In November, CloudFlare participated in the tenth annual Internet Governance Forum (IGF) in João Pessoa, Brazil. Since it was launched at the United Nations’ World Summit on the Information Society (WSIS) in 2005, the IGF has provided valuable opportunities for thousands of representatives of non-profit groups, businesses, governments, and others to debate decisions that will affect the future of the Internet. While the Forum does not negotiate any treaties or other agreements, what participants learn there can influence corporate strategies, standards proposals, and national government policies. Even more importantly, discussions in the hallways (or in the bar or on the beach) can lead to new projects, new thinking, and new collaborations.

The range of issues and the diversity of speakers on panels and at the podium was even greater this year than at previous IGFs. Issues ranged from the need for strong encryption to whether net neutrality regulations are needed—from countering the abuse of women online to how to foster deployment of IPv6 and Internet Exchange Points. You can watch all 167 IGF sessions, which were webcast and archived. I represent CloudFlare as a member of the Multistakeholder Advisory Group (MAG), which organizes the IGF program. Together with the other MAG members, I would welcome suggestions for making the program of future IGFs even stronger.

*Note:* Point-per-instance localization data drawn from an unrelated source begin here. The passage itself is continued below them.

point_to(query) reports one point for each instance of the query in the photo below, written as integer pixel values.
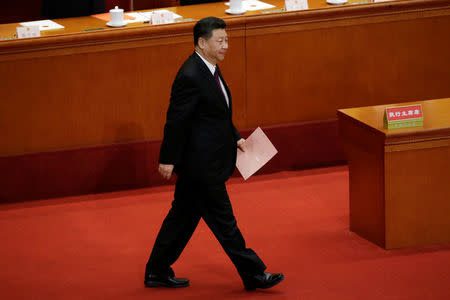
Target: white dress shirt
(212, 68)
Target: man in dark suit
(200, 144)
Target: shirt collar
(210, 66)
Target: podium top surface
(317, 10)
(436, 118)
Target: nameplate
(28, 31)
(162, 17)
(403, 116)
(292, 5)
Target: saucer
(336, 2)
(237, 12)
(116, 25)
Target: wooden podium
(399, 179)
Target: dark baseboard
(134, 165)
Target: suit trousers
(192, 201)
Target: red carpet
(96, 247)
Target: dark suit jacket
(199, 135)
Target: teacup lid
(116, 9)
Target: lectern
(399, 179)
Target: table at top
(196, 12)
(436, 119)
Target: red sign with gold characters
(403, 116)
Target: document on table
(43, 24)
(252, 5)
(259, 150)
(147, 15)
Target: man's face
(216, 46)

Behind all the detailed technical and policy discussions there was a major “mega-debate” going on—a clash of two mindsets. This debate was just beneath the surface in almost every panel, whether it was on human rights, cybersecurity, or zero rating (which enables poor Internet users to get access to a limited set of Internet services). Think of it as a clash between the “foresters” and the “gardeners.” Gardeners like to have a very orderly garden where they decide which plants go where; they remove anything they feel doesn’t belong. In contrast, a forester’s primary goal is to allow a healthy and resilient ecosystem to develop. They don’t pick or limit what species of trees, plants, and animals grow. In fact, they abhor monocultures where only a few species dominate.

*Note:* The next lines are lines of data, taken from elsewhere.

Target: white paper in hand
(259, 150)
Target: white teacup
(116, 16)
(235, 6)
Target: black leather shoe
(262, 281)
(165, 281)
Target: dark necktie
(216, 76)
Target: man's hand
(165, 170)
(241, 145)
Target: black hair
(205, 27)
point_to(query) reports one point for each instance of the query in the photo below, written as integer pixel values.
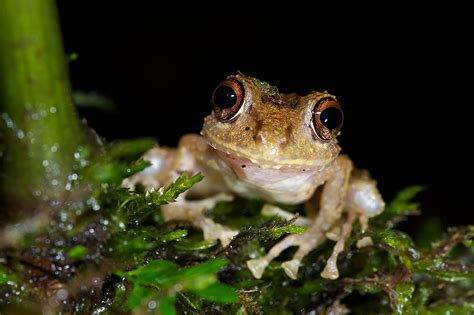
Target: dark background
(403, 76)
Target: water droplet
(152, 304)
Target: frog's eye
(327, 119)
(227, 99)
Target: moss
(111, 251)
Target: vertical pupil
(331, 118)
(225, 97)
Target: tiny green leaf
(193, 246)
(77, 252)
(166, 305)
(278, 231)
(137, 296)
(218, 292)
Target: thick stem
(40, 126)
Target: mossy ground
(108, 251)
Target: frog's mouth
(241, 160)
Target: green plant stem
(40, 126)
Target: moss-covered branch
(39, 124)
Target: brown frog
(259, 143)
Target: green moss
(151, 265)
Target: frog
(282, 148)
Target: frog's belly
(284, 185)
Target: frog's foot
(306, 242)
(212, 230)
(330, 271)
(194, 211)
(272, 210)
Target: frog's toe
(330, 271)
(291, 268)
(257, 267)
(214, 231)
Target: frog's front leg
(167, 165)
(331, 206)
(194, 211)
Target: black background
(403, 76)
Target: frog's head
(252, 121)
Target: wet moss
(109, 251)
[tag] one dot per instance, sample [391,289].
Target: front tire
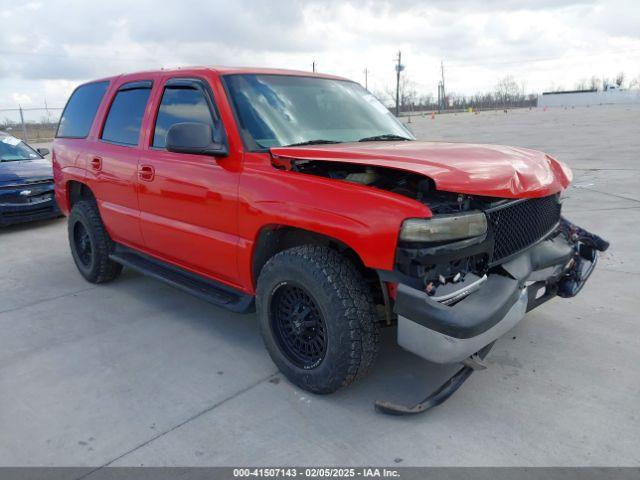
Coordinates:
[317,317]
[90,244]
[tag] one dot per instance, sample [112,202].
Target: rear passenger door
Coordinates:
[188,203]
[114,163]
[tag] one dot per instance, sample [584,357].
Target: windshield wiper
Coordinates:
[312,142]
[383,138]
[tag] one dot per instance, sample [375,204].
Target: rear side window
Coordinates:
[81,108]
[180,104]
[126,113]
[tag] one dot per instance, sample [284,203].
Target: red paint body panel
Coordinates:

There are gardeners in governments but also in business and the nonprofit sector. They assume they should choose the best technologies, the best business models, and the best policies rather than leaving that to the market—and the billions of people who use the Internet. The “foresters” advocate for “permission-less innovation” but they cannot know for certain what great things their free-market approach could enable. So the “gardeners” have an advantage. They can point to a lot of problems (and “weeds”) that exist today—ranging from the lack of privacy online to hate speech to the Digital Divide—which they feel demand government action. And that is why some of them are pushing for IGF to draft specific policy recommendations rather than focusing on the multi-stakeholder discussions that have defined the IGF so far.

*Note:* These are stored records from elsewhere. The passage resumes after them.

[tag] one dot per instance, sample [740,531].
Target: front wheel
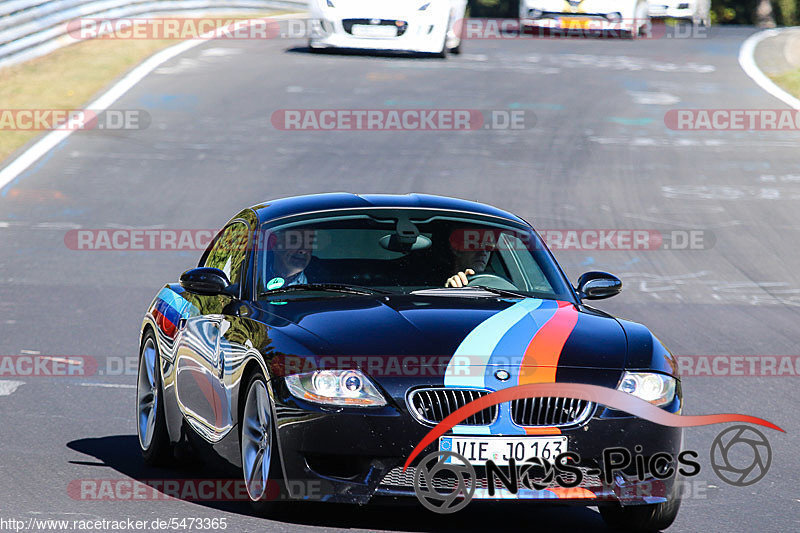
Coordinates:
[151,422]
[257,440]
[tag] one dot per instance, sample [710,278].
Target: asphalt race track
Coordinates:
[598,156]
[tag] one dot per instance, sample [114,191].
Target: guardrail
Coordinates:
[31,28]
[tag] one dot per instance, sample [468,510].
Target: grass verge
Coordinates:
[789,81]
[69,77]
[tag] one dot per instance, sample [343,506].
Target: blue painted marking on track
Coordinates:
[34,168]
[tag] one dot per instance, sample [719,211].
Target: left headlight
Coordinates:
[335,387]
[658,389]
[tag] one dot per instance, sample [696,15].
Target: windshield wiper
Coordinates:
[326,287]
[500,292]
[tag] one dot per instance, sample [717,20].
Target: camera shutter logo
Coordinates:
[457,484]
[733,463]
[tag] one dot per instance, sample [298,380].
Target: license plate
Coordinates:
[478,450]
[575,23]
[381,31]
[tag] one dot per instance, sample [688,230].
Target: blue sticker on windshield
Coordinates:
[275,283]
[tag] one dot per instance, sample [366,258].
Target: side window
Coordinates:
[229,251]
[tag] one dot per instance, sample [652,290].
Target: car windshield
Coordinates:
[405,251]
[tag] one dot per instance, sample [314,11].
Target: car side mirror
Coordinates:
[205,280]
[598,285]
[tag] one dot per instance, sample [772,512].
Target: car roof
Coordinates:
[296,205]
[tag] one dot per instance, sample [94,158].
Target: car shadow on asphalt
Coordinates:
[121,453]
[360,52]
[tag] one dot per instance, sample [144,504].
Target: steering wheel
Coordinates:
[492,281]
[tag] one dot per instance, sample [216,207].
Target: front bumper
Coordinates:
[581,22]
[417,34]
[354,455]
[672,11]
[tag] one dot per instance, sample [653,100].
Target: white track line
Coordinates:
[8,387]
[54,138]
[109,385]
[748,64]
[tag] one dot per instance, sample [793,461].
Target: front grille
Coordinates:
[531,412]
[434,404]
[397,479]
[401,25]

Next month, at discussions in New York City, the governments of the United Nations will decide whether to renew the mandate of the IGF for another five or ten years—and, more importantly, whether it will change into a place where governments define the agenda or whether the IGF will continue to be one of the few places where all the players in the Internet ecosystem—the techies, the lawyers, the business leaders, the politicians, the advocates, the students—everyone—can meet on equal footing to debate and to learn from each other.